January 29, 2008, 1:38 PM
I like your use of the phrase ant-like in reference to Freud's etchings. I think I have a different take on yours and opie's criticisms of his work. (http://www.artinfluence.com/issue1.html)
My two cents will appear here on Feb. 5 or 7th. I fully admit that I am not familiar with the work of Peter Fuller. I just want to be clear that I am not trying to project a smarter than the real one version of myself into cyberspace. Also, I would really appreciate some help with basic html. Could someone send me the html phrase for turning text into a hyperlink (preferably one that is commonly accepted in blog comments. (didn't proofread)
4.
January 29, 2008, 5:00 PM
For some reason these images (the paintings) bring to mind Wyeth's Helga pictures. That may simply be a quirky free association of no particular significance, but it came into my head. In other words, I sense a certain kind of banality here, despite all the laborious obsessiveness.
I find myself liking Freud less over time. I suppose his "legend" status and material success, the fawning treatment he gets from certain quarters, distasteful associations like the pregnant Kate Moss business, and the excessive focus on him as a character may all be rubbing me the wrong way.
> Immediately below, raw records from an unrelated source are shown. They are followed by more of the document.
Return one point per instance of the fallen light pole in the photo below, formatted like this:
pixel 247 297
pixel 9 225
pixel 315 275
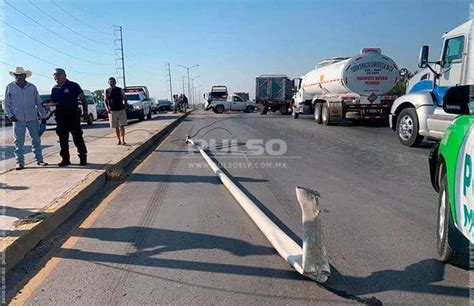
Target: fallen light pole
pixel 311 260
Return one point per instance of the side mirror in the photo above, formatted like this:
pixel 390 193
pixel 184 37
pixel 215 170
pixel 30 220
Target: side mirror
pixel 423 57
pixel 459 100
pixel 403 72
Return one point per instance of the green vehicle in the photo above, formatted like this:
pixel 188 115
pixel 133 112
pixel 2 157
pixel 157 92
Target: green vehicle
pixel 451 169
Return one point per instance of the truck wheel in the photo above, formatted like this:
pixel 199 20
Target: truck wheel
pixel 408 128
pixel 317 113
pixel 293 112
pixel 219 109
pixel 447 233
pixel 325 115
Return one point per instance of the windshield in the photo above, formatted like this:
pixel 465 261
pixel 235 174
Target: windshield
pixel 133 97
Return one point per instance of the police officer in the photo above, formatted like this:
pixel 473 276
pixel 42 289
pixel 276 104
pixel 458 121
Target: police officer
pixel 68 116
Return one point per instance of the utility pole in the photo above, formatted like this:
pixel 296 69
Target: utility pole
pixel 183 78
pixel 189 83
pixel 169 80
pixel 122 57
pixel 192 86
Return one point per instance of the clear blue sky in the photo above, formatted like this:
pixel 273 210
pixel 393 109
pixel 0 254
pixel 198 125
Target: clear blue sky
pixel 233 41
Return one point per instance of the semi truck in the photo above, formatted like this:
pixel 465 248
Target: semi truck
pixel 347 88
pixel 419 113
pixel 244 95
pixel 273 92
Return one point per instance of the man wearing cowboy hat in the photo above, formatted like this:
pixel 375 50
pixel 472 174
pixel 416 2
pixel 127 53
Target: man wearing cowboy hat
pixel 22 105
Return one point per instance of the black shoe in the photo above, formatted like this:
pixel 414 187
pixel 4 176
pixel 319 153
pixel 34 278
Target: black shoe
pixel 64 163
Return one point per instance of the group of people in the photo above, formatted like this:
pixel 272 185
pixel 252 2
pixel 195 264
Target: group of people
pixel 180 102
pixel 23 106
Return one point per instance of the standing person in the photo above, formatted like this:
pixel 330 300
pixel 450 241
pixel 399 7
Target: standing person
pixel 68 116
pixel 185 102
pixel 116 103
pixel 22 104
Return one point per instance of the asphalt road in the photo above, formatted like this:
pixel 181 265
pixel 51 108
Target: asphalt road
pixel 49 141
pixel 172 234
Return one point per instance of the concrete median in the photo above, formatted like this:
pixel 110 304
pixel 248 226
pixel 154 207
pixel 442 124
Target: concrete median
pixel 39 199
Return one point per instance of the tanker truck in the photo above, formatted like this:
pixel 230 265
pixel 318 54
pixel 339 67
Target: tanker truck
pixel 347 88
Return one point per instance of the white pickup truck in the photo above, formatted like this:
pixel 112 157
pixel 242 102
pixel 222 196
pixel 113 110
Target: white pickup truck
pixel 233 103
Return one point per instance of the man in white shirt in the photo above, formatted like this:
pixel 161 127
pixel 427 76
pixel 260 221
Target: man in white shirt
pixel 22 104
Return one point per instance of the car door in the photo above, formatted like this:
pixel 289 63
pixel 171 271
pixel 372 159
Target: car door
pixel 237 103
pixel 451 74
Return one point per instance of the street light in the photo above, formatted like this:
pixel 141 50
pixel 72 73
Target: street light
pixel 188 68
pixel 192 86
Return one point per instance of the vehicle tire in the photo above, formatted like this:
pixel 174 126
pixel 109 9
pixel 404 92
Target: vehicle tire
pixel 325 115
pixel 293 112
pixel 90 120
pixel 317 113
pixel 446 231
pixel 219 109
pixel 250 109
pixel 408 128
In any case, I feel more and more that he's overrated, even though he's infinitely more respectable than a mere clown like Hirst or a charlatan like Koons, to cite other "legends."
5.
January 31, 2008, 10:30 AM
Eric: You put tags around link text, like this:
<a href="http://www.crywalt.com/">Check out my site!</a>
That would then look like this:
Check out my site!
Which I'm doing just to bug Franklin.
6.
January 31, 2008, 10:34 AM
I haven't seen a lot of Freud's work, but what I have seen is much better than in reproduction and I kind of like it. At the same time, I don't get the impression that Freud has any fondness for the people he depicts; like my feelings for Pearlstein -- but for different reasons -- I feel Freud has a certain contempt or dislike or at least disdain for his models. Certainly Freud seems to go out of his way to make his sitters as ugly as possible. Pearlstein always strikes me as just not caring any more for people than for furniture, and his titles -- "Model with Dreadlocks" -- seem to me to bear that out.
It seems fashionable for figurative artists to have zero humanism in their souls, which I think is a damned shame.
7.
January 31, 2008, 6:14 PM
Thank you for the html info Chris. I take that view of Freud's work to task in my review of his etching show currently at MoMA. I will post a link to the review on my blog when it is finally posted in a few days.
1.
opie
January 29, 2008, 9:16 AM
I believe you are a big Freud fan, Franklin. I can see what is good about his work and he has a real worked-out personal method but for me these things are offset by all that unreconsidered overworking and clammy surface. I find it not bad but depressing, and I don't have this reaction to very much art.